City Council hears Farmer’s Market concerns, approves budget

Christie Smith

The Ames City Council heard concerns about the Main Street Farmer’s Market at a regular meeting of the council Tuesday night.

The Ames Chamber of Commerce presented a proposal to the council for the Ames Main Street Farmer’s Market on Saturdays from May 7 to Oct. 15.

Swank’s Jewelry submitted a letter to the city manager requesting the market be moved to another location. Swank’s said in the letter that it thought the location of the market hurt it by limiting access and traffic.

The Main Street Cultural District conducted a survey of business owners downtown and found that 87 percent of business owners favor the current location of the market.

Several local businesses attended the meeting to voice their support or concern for the market.

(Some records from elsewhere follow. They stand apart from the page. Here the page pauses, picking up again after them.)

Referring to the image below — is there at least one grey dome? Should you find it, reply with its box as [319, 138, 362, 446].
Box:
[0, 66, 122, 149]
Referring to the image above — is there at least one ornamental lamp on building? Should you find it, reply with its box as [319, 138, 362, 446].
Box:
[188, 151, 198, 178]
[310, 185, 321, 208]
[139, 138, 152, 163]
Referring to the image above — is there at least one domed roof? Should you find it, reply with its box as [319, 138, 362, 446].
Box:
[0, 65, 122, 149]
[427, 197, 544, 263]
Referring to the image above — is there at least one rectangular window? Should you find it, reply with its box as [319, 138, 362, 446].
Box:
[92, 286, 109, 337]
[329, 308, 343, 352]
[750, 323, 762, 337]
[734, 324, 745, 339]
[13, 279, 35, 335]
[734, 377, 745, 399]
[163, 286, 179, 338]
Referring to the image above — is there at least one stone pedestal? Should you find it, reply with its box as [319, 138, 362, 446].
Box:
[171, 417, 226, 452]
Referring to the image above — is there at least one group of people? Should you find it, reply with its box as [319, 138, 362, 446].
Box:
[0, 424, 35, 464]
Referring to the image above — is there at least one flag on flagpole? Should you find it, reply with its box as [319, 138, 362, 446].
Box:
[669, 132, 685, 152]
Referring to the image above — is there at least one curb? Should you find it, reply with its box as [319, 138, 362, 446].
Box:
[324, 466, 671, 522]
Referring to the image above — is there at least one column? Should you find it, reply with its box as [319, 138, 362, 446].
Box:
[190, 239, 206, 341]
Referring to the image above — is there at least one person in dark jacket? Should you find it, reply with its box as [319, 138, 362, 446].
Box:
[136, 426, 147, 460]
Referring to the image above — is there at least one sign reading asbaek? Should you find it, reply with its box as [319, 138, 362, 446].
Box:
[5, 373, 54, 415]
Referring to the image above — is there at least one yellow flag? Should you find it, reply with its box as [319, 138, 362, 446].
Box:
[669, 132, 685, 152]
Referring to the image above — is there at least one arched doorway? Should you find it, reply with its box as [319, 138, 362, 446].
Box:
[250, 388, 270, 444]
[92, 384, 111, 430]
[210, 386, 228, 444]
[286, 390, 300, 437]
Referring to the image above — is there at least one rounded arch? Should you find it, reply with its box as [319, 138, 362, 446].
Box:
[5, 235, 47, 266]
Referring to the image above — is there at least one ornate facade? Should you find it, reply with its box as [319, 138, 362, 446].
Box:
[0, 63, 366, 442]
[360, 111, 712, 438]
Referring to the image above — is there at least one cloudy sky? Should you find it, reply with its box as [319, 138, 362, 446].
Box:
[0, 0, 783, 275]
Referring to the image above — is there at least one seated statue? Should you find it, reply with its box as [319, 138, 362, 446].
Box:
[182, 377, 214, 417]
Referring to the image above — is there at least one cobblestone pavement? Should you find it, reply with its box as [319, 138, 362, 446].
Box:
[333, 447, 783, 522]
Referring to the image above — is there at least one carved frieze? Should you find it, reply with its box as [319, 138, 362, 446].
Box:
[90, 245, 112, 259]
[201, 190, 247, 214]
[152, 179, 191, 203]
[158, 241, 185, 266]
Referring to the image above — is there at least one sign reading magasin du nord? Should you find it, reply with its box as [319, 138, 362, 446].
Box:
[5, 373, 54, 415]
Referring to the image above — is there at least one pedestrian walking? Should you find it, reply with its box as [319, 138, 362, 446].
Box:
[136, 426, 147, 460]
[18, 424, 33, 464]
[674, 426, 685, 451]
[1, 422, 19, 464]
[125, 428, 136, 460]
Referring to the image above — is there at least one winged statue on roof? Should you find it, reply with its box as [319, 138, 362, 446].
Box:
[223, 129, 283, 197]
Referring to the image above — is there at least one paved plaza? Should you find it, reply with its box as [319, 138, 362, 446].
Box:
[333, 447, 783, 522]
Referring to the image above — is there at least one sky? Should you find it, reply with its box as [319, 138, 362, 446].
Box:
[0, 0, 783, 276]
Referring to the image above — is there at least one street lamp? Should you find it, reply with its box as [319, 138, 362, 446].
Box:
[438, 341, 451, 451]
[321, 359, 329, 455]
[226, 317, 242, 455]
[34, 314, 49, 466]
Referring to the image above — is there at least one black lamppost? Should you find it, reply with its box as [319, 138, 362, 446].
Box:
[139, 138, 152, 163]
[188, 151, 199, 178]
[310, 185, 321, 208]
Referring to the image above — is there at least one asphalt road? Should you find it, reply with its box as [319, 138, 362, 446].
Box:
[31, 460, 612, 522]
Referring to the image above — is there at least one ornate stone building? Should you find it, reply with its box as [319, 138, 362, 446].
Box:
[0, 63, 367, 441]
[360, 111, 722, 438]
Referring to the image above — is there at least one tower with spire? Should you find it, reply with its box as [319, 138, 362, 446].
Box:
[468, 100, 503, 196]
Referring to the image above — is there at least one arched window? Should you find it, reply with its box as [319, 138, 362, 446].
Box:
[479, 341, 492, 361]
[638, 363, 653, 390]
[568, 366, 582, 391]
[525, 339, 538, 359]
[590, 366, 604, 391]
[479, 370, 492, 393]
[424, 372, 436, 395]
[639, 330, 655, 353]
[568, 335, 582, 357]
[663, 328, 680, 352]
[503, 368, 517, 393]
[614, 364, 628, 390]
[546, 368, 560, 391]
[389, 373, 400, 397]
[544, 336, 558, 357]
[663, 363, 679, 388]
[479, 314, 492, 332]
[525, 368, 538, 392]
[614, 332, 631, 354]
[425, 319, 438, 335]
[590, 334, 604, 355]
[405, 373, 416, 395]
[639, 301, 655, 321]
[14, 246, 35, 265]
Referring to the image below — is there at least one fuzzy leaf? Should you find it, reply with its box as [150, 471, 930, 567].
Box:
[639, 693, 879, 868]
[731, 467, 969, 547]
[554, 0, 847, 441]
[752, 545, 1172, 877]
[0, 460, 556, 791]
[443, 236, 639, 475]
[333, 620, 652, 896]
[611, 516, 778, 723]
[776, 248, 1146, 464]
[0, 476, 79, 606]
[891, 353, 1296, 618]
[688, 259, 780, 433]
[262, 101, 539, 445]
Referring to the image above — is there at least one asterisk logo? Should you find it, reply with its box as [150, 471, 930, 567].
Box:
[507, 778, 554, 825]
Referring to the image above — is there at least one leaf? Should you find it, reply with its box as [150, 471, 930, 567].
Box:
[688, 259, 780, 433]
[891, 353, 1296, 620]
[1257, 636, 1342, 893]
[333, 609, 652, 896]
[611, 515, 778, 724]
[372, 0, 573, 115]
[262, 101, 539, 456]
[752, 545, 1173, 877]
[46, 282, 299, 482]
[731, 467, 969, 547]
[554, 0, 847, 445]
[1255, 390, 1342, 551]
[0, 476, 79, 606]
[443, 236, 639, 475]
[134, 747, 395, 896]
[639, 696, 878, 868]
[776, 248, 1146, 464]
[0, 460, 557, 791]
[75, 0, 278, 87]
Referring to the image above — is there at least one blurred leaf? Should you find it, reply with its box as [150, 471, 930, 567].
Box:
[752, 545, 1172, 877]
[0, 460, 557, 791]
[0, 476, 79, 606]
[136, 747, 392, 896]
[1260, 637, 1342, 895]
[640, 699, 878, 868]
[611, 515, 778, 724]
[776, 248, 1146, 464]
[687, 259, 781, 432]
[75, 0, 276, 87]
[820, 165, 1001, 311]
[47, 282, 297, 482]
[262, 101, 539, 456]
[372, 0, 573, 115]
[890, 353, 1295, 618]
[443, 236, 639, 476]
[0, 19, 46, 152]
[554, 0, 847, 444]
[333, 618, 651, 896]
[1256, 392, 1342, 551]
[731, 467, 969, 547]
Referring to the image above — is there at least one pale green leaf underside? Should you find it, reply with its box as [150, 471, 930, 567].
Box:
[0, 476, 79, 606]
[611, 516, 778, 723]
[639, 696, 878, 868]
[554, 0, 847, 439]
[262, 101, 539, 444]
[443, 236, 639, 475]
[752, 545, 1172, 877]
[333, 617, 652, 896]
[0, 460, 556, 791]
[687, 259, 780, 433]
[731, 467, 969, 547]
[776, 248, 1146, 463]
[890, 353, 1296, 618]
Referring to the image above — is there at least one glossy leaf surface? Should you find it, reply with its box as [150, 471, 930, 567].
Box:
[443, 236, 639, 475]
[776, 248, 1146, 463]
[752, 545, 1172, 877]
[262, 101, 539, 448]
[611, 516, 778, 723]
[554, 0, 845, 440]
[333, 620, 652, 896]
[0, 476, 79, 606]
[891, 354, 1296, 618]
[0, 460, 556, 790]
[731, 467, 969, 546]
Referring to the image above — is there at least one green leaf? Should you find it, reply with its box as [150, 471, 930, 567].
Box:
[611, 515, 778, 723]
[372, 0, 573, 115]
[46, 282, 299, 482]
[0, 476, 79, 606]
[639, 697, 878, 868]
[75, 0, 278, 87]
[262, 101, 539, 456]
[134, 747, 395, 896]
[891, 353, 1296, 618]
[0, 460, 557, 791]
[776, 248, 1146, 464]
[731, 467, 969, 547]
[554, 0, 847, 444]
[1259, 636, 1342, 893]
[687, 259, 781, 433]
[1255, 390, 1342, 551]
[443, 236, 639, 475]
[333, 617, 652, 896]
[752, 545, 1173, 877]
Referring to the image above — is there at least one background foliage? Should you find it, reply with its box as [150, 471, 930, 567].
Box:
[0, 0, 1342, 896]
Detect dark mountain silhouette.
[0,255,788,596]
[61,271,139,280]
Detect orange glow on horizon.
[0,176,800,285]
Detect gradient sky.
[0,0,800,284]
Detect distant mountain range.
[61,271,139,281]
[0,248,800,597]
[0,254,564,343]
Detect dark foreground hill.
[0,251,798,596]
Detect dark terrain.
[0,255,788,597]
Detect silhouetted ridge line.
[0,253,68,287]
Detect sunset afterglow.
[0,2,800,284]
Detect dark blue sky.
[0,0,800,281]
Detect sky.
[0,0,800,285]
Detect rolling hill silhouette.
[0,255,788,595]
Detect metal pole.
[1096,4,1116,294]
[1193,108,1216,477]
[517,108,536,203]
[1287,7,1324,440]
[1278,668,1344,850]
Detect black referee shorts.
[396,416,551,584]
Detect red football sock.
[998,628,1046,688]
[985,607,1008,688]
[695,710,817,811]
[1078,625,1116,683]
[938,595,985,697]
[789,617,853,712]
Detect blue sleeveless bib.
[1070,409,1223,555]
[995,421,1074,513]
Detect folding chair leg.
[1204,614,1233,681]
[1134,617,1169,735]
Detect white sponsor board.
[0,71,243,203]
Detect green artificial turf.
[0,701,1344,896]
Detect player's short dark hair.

Rick Swank, of Swank’s Jewelry, proposed several alternative locations for the market. Swank said the market could possibly be moved to the City Hall parking lot or 5th Street, where most of the businesses are closed Saturday.

“It’s about promoting the local shops,” said Lojean Petersen, Farmer’s Market manager. She said the market brings a lot of attention and traffic to local businesses along Main Street.

Tim Gartin, Ward 2 councilman, suggested that Ames could reorganize the market to have the vendors facing the Main Street businesses rather than use the businesses as a “back drop.”

Larry Goodale, owner of The Grove Café, said he thought the market should move behind Main Street to allow for more parking and a better flow of traffic. He said he was worried about his elderly customers having to park several blocks away to walk to his business.

Vendors and community members who attended the public hearing spoke in favor of the current location, many citing the “ambience” of downtown Ames as the ideal location for the market. 

The council members voted unanimously to approve the resolution for this year’s Farmer’s Market on Main Street, but said they would continue to discuss and consider potential alternatives for next year’s market.

Council members also voted 6-0 to adopt the fiscal year 2016/17 budget. The council had a series of budget meetings in February to review and finalize this year’s budget. After hearing public input and considering amendments to the budget, the council adopted the budget two weeks before the state’s March 15 deadline.

The budget includes additional local funding for CyRide, the city’s leading public transportation system. The city has awarded a nearly 5 percent increase in CyRide funding this year to help the transportation system hire and train new drivers, as well as improve CyRide routes, shelters and storage facilities.